Nonlinear forced vibration and resonance analysis of rotating stiffened FGM truncated conical shells in a thermal environment

Abstract

In this paper, a semi-analytical method is presented for nonlinear vibration analysis of rotating stiffened truncated conical shells with functionally graded materials (FGM) in the thermal environment subjected to harmonic excitation. Considering Coriolis acceleration and the centrifugal force, the governing equations of stiffened rotating FGM truncated conical shells are extracted utilizing the classical shell theory regarding the nonlinear von Karman relationships and the smeared stiffeners technique. The partial differential equations are discretized to a set of ordinary nonlinear equations by employing Galerkin’s approach. The condensation method is utilized to reduce the equations of motion into the transverse direction. For analyzing the nonlinear resonance behavior, we use the multiple scales method. According to this approach, the primary resonance of the nonlinear vibration of the stiffened rotating FGM truncated conical shells is examined.

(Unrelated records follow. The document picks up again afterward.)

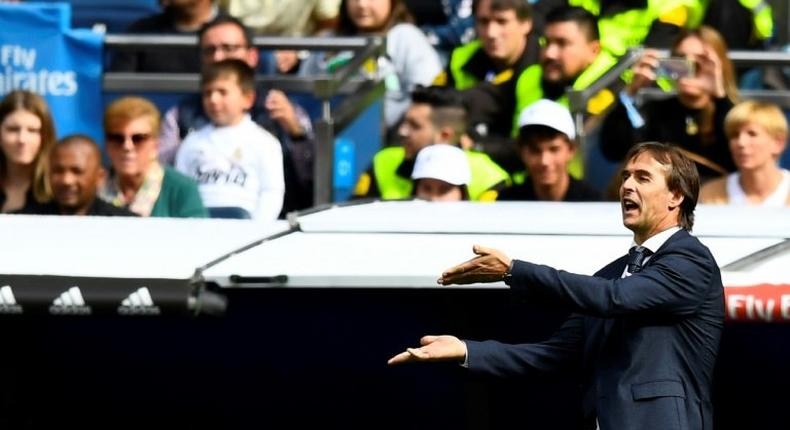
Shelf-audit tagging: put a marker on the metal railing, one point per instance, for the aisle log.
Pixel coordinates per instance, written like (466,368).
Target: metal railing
(360,92)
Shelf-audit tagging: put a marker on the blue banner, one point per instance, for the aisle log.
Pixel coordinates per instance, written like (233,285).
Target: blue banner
(41,53)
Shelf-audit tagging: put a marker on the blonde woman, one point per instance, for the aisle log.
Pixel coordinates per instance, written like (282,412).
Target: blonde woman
(757,134)
(27,133)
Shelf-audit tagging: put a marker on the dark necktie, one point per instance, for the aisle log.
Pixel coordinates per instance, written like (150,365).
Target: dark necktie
(636,256)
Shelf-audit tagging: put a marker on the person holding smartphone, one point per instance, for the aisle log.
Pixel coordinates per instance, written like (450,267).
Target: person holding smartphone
(694,118)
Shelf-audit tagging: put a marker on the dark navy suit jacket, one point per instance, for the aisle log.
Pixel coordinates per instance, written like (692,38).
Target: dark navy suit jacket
(645,346)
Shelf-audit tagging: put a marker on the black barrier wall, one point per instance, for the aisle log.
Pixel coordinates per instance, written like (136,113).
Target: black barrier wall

Besides, linear free vibration of the stiffened rotating shell is analyzed to investigate the natural circular frequency. Numerical results are studied to investigate the influence of shell rotating speed on the frequency response curve. Also, the effects of force amplitude, volume–fraction index, temperature changes, and different vertex angles on the frequency response curve are examined for various rotating speeds.